One limitation of the naturalistic viewing task, as implemented in this work, is the lack of measured behavioral responses. Behavioral responses can track participant comprehension and attentiveness throughout the task, two variables that have been previously shown to modulate cortical responses measured during naturalistic viewing27,28,61. Possible behavioral responses include comprehension assessments following the experiment27 and recording eye position during the experiment62. Indeed, while eye position during viewing of a professionally produced movie is generally reproducible across subjects, gaze position has been reported to vary in special populations, including participants with Autism spectrum disorder63.

In the present work, the importance of eye position during naturalistic viewing was assessed during a separate experiment during which a subset of participants viewed an additional repetition of the stimulus while maintaining central fixation during the entire viewing session. The correlation magnitude between voxelwise responses in visual cortex within viewing conditions indicated synchronized brain responses across participants; however, cortical responses from mismatched viewing conditions did not show the synchronization effect (Fig. 4). In this experiment, participants confirmed their ability to comply with the fixation instructions by self-report. In future work, eye tracking can confirm compliance with experimenter-imposed gaze conditions and provide better characterization of eye position during free viewing.

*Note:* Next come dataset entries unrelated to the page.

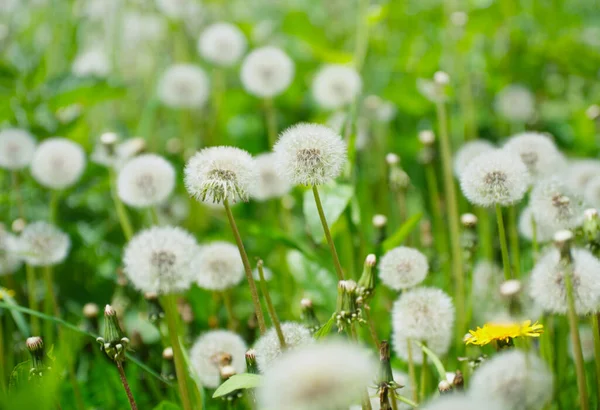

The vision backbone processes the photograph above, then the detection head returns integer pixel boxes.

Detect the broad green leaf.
[303,184,354,242]
[383,212,423,252]
[213,373,262,398]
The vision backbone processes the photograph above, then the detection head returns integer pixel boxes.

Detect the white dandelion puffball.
[529,177,585,234]
[240,46,295,98]
[273,123,347,186]
[254,322,315,373]
[0,227,22,276]
[518,206,554,242]
[0,128,36,171]
[123,226,199,294]
[504,132,567,181]
[31,137,85,189]
[117,154,175,208]
[250,153,292,201]
[392,287,454,363]
[190,330,248,389]
[460,150,529,207]
[565,159,600,195]
[454,140,495,178]
[312,64,362,110]
[494,84,535,122]
[379,246,429,290]
[583,174,600,209]
[158,64,210,108]
[568,326,595,362]
[256,341,377,410]
[194,241,244,290]
[529,248,600,315]
[198,22,246,67]
[71,48,110,77]
[184,147,257,204]
[18,222,71,266]
[469,349,553,410]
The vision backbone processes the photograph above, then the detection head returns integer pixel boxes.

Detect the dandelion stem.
[163,295,192,410]
[117,361,137,410]
[313,185,344,280]
[496,204,512,280]
[436,101,465,342]
[256,259,286,350]
[565,266,589,410]
[508,205,521,279]
[223,199,267,335]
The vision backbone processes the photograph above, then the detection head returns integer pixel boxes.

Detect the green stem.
[164,295,192,410]
[312,185,344,280]
[508,205,521,279]
[436,102,465,337]
[256,260,286,350]
[496,204,512,280]
[223,199,267,335]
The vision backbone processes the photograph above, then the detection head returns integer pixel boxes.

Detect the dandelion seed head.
[184,147,258,204]
[392,287,454,363]
[194,241,244,290]
[198,22,246,67]
[494,84,535,122]
[273,123,347,186]
[454,140,494,178]
[123,226,199,295]
[0,128,36,171]
[312,64,362,110]
[379,246,429,290]
[117,154,175,208]
[254,322,315,373]
[17,222,71,266]
[251,153,292,201]
[529,177,585,233]
[240,46,295,98]
[158,64,210,108]
[257,341,377,410]
[469,349,553,410]
[190,330,248,389]
[460,150,529,207]
[529,248,600,315]
[504,132,567,182]
[31,137,85,189]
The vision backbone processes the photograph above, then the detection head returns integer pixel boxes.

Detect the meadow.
[0,0,600,410]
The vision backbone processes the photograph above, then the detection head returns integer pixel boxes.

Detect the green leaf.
[313,315,335,340]
[303,184,354,242]
[383,212,423,252]
[213,373,262,399]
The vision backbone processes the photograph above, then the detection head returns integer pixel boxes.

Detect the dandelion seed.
[17,222,71,266]
[254,322,314,373]
[460,150,529,207]
[198,22,246,67]
[117,154,175,208]
[469,349,553,410]
[123,226,199,295]
[190,330,248,389]
[0,128,36,171]
[312,64,362,110]
[184,147,257,204]
[158,64,210,108]
[529,248,600,315]
[240,46,295,98]
[31,138,85,189]
[379,246,429,290]
[257,341,377,410]
[273,124,347,186]
[504,132,567,182]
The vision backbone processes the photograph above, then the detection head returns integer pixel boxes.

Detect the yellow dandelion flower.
[465,320,544,346]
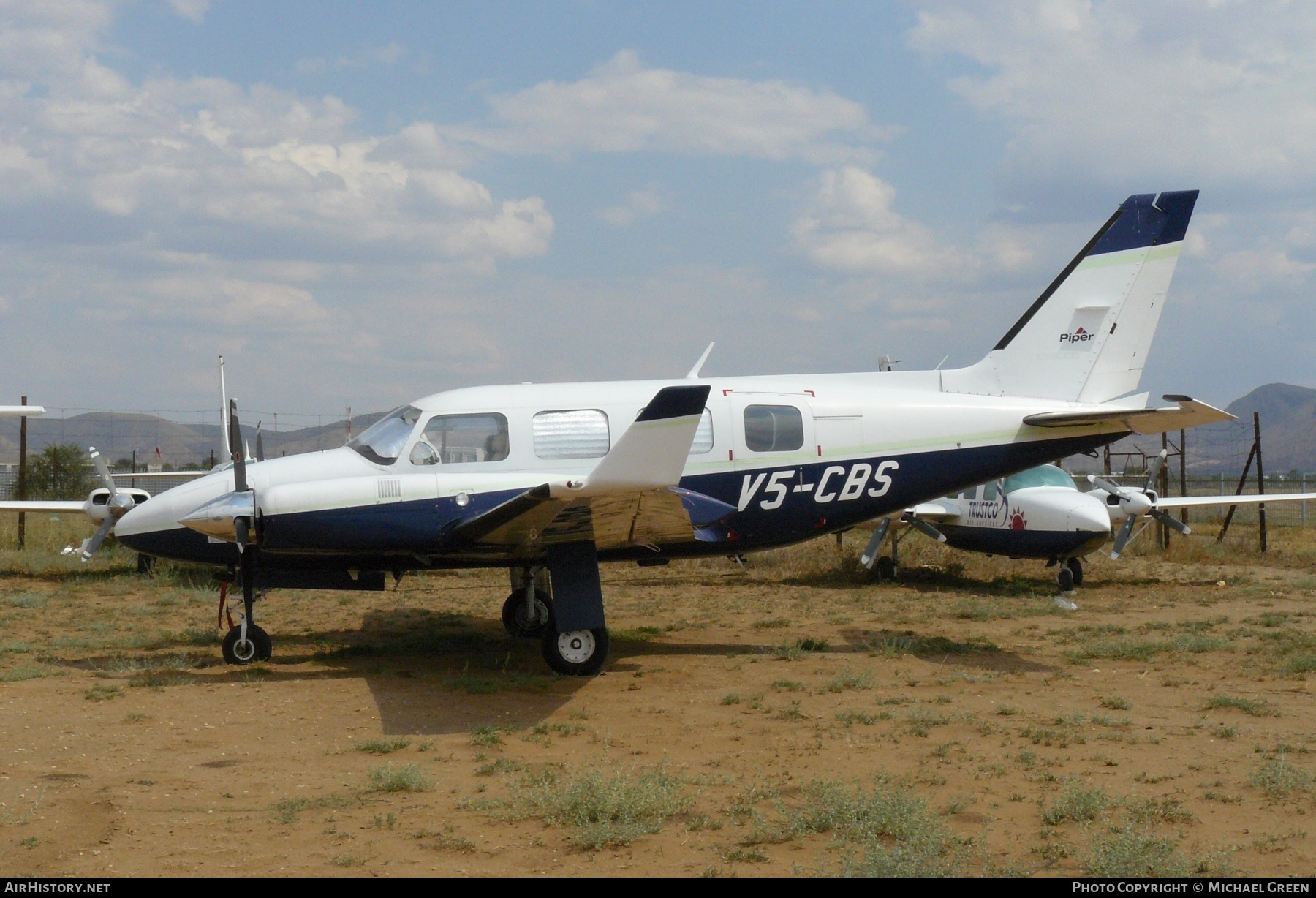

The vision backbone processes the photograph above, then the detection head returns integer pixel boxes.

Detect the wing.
[1024,395,1234,433]
[1155,492,1316,508]
[0,500,83,515]
[444,385,735,554]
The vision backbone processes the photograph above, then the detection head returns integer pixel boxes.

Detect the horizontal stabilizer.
[1024,396,1234,433]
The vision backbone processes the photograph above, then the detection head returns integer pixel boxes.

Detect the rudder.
[942,189,1198,403]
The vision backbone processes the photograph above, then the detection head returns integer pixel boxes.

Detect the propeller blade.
[1111,515,1138,561]
[1087,474,1125,498]
[229,399,246,492]
[859,518,891,570]
[88,446,116,499]
[80,518,115,561]
[1142,449,1168,492]
[1148,508,1192,536]
[905,515,946,543]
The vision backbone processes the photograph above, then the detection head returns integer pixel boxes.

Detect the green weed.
[370,763,433,791]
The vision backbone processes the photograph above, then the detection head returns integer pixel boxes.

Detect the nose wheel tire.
[1064,558,1083,586]
[503,590,553,638]
[542,627,608,677]
[1056,567,1074,592]
[224,624,273,665]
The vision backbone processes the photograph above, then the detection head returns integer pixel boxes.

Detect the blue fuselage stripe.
[122,434,1112,570]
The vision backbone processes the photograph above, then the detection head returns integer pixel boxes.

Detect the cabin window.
[347,406,420,465]
[689,408,714,456]
[532,408,612,459]
[745,406,804,452]
[1005,465,1078,495]
[411,412,508,465]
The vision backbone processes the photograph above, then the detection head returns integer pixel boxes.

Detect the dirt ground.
[0,518,1316,875]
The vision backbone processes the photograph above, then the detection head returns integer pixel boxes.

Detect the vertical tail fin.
[942,189,1198,403]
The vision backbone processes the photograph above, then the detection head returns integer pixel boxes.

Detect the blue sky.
[0,0,1316,412]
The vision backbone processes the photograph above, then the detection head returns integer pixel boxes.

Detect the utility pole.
[1252,412,1266,551]
[1179,428,1188,524]
[1157,431,1170,551]
[18,396,28,551]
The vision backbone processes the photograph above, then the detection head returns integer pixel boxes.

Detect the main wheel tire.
[1064,558,1083,586]
[1056,567,1074,592]
[541,627,608,677]
[224,624,273,666]
[503,589,553,638]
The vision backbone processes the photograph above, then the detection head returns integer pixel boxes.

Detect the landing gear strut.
[503,567,553,638]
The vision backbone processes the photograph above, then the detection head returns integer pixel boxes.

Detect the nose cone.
[115,474,233,561]
[1069,492,1111,536]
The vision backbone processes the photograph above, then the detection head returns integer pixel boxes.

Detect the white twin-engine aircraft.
[861,450,1316,597]
[117,191,1229,674]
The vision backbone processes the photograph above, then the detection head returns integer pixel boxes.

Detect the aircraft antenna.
[686,342,717,380]
[220,355,233,454]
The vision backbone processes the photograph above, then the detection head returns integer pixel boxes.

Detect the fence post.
[18,396,28,551]
[1155,431,1170,551]
[1216,441,1257,545]
[1179,428,1188,524]
[1252,412,1266,551]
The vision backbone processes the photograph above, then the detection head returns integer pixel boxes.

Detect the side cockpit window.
[347,406,420,465]
[689,408,714,456]
[533,408,612,459]
[411,412,510,465]
[745,406,804,452]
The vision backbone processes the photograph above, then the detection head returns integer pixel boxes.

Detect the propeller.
[1087,449,1192,559]
[63,446,133,562]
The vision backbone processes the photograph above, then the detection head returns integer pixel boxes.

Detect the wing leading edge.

An additional limitation of the present experiments is the utilization of a single movie clip. Importantly, not all movies are equally suitable for mapping particular features of interest. For instance, an animated movie with animal characters (e.g. Finding Nemo) would likely be poorly suited for mapping cortical responses to visually presented hands. Further, a boring or difficult to understand movie (e.g. Waiting for Godot) may result in diminished synchronization resulting from poor attentiveness or comprehension61. Future work employing naturalistic viewing paradigms can assess the efficacy of differing stimuli in performing functional brain mapping within a given domain of interest, as well as expand the set of features used for a given movie clip. In addition to the low and high-level sensory features used in this work, movie stimuli contain rich social, emotional, and narrative content that engage higher-order brain functions54,55. Sex-related differences have been reported in social and emotional processing in imaging and behavioral studies using non-naturalistic designs64,65. While the sample in this study was neither sufficiently powered nor balanced to assess potential sex-related effects, naturalistic designs such as passive movie viewing offer a convergent experimental strategy to further explore these sex-related differences in social and emotional processing.

Using optical neuroimaging tools to study the brain during naturalistic viewing conditions has broad applicability for experimental questions demanding rich, engaging stimuli alongside wearable and ergonomic imaging tools17,66. Developmental cognitive neuroscience has benefitted from the broad applicability of optical neuroimaging tools for imaging the developing brain16,56,57,58,67,68,69. Paired with optical neuroimaging, the movie-based imaging paradigm described in this paper provides engaging and ecologically relevant study designs for understanding information processing across the lifespan, highlighting the richness of this paradigm for interrogating “real-life” brain function.